Growth-promoting and therapeutic treatment

The relative intensity changes of the target natural metabolites during the various treatments are visualized by a heat map (Fig. 4). It was hereby noted that the intensity of most metabolites showed a steady decrease when prednisolone dose increased.

When a growth-promoting dose of prednisolone was administered, regardless of the administration route, a significant decrease (p-value ≤ 0.05) of the urinary concentration was observed for cortisol, cortisone, dihydrocortisone, and deoxycorticosterone (i.e. compared to Blank).

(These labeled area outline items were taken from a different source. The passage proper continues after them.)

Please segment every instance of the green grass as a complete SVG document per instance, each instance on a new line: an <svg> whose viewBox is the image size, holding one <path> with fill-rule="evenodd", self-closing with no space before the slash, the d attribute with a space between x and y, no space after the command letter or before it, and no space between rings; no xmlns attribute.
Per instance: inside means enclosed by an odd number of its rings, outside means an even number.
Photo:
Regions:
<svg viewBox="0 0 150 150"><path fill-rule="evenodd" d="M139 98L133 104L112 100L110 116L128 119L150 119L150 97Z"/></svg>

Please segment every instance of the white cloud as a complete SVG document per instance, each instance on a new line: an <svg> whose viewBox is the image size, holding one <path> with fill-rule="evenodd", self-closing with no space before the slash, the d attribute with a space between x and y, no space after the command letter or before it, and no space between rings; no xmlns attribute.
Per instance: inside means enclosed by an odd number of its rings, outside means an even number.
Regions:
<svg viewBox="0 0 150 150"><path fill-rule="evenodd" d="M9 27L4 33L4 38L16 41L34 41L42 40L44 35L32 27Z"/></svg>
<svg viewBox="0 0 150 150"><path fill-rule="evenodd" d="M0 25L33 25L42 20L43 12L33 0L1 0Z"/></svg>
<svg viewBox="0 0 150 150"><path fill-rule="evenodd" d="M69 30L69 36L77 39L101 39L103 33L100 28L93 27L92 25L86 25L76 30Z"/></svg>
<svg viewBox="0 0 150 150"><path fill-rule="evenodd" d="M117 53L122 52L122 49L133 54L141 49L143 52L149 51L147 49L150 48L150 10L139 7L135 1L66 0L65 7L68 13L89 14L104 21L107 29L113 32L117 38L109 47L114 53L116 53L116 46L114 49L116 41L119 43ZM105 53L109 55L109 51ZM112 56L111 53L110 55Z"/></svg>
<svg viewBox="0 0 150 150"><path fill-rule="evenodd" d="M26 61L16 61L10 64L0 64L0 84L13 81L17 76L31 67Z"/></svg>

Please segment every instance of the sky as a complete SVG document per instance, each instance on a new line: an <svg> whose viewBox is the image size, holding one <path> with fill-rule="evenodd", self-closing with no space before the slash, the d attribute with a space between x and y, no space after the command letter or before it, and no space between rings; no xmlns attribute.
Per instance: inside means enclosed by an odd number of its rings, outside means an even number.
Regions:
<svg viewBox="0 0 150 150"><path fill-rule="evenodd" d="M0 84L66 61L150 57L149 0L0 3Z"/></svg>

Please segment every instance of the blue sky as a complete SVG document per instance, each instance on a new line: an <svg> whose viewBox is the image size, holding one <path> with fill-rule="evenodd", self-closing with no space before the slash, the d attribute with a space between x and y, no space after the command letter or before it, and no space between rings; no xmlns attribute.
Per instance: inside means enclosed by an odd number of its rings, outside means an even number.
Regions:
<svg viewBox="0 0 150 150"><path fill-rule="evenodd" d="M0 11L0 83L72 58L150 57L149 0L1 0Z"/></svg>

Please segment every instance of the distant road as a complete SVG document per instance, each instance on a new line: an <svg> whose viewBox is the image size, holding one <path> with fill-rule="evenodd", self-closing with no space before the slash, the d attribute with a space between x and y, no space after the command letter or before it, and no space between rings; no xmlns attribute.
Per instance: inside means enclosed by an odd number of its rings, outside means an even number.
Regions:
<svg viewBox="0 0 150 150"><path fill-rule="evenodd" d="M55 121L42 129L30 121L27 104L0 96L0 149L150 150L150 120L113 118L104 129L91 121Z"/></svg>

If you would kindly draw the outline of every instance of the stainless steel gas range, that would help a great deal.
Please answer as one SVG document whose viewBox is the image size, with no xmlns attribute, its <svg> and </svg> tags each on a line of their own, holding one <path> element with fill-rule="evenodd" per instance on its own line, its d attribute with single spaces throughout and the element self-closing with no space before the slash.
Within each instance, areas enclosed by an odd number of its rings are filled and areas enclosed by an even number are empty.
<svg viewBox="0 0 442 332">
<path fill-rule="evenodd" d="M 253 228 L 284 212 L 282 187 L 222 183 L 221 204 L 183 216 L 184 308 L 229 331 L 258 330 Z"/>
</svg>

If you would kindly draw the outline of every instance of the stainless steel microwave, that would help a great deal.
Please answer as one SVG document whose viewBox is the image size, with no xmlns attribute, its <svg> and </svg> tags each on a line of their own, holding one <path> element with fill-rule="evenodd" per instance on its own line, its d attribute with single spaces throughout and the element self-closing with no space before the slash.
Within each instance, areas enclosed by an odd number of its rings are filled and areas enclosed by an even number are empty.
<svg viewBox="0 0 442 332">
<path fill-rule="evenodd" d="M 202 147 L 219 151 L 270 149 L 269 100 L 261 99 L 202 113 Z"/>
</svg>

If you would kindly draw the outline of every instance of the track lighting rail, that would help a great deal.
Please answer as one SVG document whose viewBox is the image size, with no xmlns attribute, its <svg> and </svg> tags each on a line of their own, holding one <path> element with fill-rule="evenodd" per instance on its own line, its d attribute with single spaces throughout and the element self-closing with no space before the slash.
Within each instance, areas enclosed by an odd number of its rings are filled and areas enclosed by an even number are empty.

After ending the growth-promoting treatment, it took 5 days before cortisol and its associated metabolites reached their basal concentration levels again.

During therapeutic administration, a 2- to 5-fold intensity decrease for the urinary metabolites was noticed for the oral treatment, whereas during IM therapeutic treatment, almost no residues of the glucocorticoids dihydrocortisone, allotetrahydrocortisol, corticosterone, deoxycorticosterone, 6β-hydrocycortisol and α-cortolone remained (p-values ≤ 0.05, i.e. compared to Blank). It took 12 days after ending the therapeutic treatment, before cortisol and its metabolites reached their basal concentration levels again.

ACTH treatment

Urinary glucocorticoid profiles were evaluated during the first 2 days of ACTH treatment. It was thereby concluded that treatment with tetracosactide hexaacetate resulted in significantly (p-value ≤ 0.05) increased urinary secretion of cortisol, cortisone, dihydrocortisone, tetrahydrocortisol, 6β-hydrocycortisol and α-cortolone (Fig. 4). The most intense increases were noticed for cortisol (70-fold), cortisone (40-fold), and 6β-hydrocycortisol (35-fold). In addition, the mineralocorticoid aldosterone was evaluated as well [25], but showed only a 1.5-fold increase, which is much less than the observed 70-fold increase of cortisol.